New Delhi: The founder and executive director of Madurai-based human rights organisation People’s Watch, Henri Tiphagne, has been selected under the individuals category for the Nani A. Palkhiwala Award for Civil Liberties this year.
Tiphagne told The Hindu that “the award cannot be seen as a recognition of his individual efforts, but for the collective work in defending human rights he had been part of with like-minded activists and victims of human rights abuse over the years”.
The selection was made by a panel of judges comprising retired Supreme Court judges Sujata Manohar and S.N. Variava and Sudha N. Murthy, the chairperson of the Infosys Foundation. The award carries a cash prize of Rs 2.5 lakh and a citation.
Saying that he was incredibly humbled to have been chosen at a time when India is tangled in several fights to preserve democracy and the right to dissent, he said, “The award is also a boost for continuing the fight for dissent, democracy and human rights not only in the courts of law, but also on the streets.”
According to a press release, the award will be presented on the occasion of the 16th Nani A. Palkhiwala Memorial Lecture to be delivered by Justice R.F. Nariman, Judge, Supreme Court of India, on December 15 in Mumbai.
Tiphagne has previously received the Amnesty International’s Human Rights Award in the year 2016.
In a 2014 interview with International Service for Human Rights, Tiphagne spoke about how he was initially inspired to join the fight against human rights violations – by his mother “who worked to combat leprosy in India for almost 60 years” and by his engagement with the student movement known as the All India Catholic University Federation. He eventual started working at the grassroots level, “engaging in relief operations in a flood affected area in Tamil Nadu”.
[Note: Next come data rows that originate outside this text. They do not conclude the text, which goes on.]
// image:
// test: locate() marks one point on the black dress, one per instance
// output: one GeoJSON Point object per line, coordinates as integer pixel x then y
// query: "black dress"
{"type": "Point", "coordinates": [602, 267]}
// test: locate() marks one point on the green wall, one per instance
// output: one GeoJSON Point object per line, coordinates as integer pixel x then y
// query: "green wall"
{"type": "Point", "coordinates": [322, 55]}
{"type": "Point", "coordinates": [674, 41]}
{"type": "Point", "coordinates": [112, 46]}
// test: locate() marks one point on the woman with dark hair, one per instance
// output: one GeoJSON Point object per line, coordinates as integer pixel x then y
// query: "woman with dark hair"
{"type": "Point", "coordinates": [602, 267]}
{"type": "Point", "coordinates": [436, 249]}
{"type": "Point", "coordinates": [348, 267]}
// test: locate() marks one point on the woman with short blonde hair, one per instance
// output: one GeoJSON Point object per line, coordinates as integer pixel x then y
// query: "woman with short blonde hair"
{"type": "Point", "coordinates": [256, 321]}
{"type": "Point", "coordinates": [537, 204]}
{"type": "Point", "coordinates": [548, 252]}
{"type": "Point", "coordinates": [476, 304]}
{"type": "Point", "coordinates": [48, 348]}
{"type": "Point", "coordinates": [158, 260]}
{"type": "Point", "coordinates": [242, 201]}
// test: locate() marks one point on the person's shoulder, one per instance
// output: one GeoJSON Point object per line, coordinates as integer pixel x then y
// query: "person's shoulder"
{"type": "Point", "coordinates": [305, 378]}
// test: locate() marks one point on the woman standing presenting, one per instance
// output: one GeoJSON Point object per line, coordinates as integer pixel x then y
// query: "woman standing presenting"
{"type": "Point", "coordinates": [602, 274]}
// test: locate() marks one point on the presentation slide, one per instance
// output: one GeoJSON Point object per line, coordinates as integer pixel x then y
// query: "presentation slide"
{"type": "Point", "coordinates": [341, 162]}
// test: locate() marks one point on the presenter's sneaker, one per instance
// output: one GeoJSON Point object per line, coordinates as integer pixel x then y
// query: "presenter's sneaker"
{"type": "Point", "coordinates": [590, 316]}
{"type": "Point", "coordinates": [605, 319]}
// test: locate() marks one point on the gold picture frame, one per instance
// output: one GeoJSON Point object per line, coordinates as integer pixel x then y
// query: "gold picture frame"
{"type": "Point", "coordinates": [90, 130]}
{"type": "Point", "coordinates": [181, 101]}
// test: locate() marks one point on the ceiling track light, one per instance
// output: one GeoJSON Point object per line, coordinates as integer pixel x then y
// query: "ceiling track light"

“In spite of our vibrant constitution and our vigilant judiciary, which most often is willing to stand on our side, we find that our right to assemble, to protest, to show dissent is being violated. Social protest in this country is gradually becoming criminalised. For instance, even the mobilisation of affected communities in a continuous non-violent assembly may be rendered a criminal activity by the State and there are instances where cases of sedition are filed against the organisers,” he said.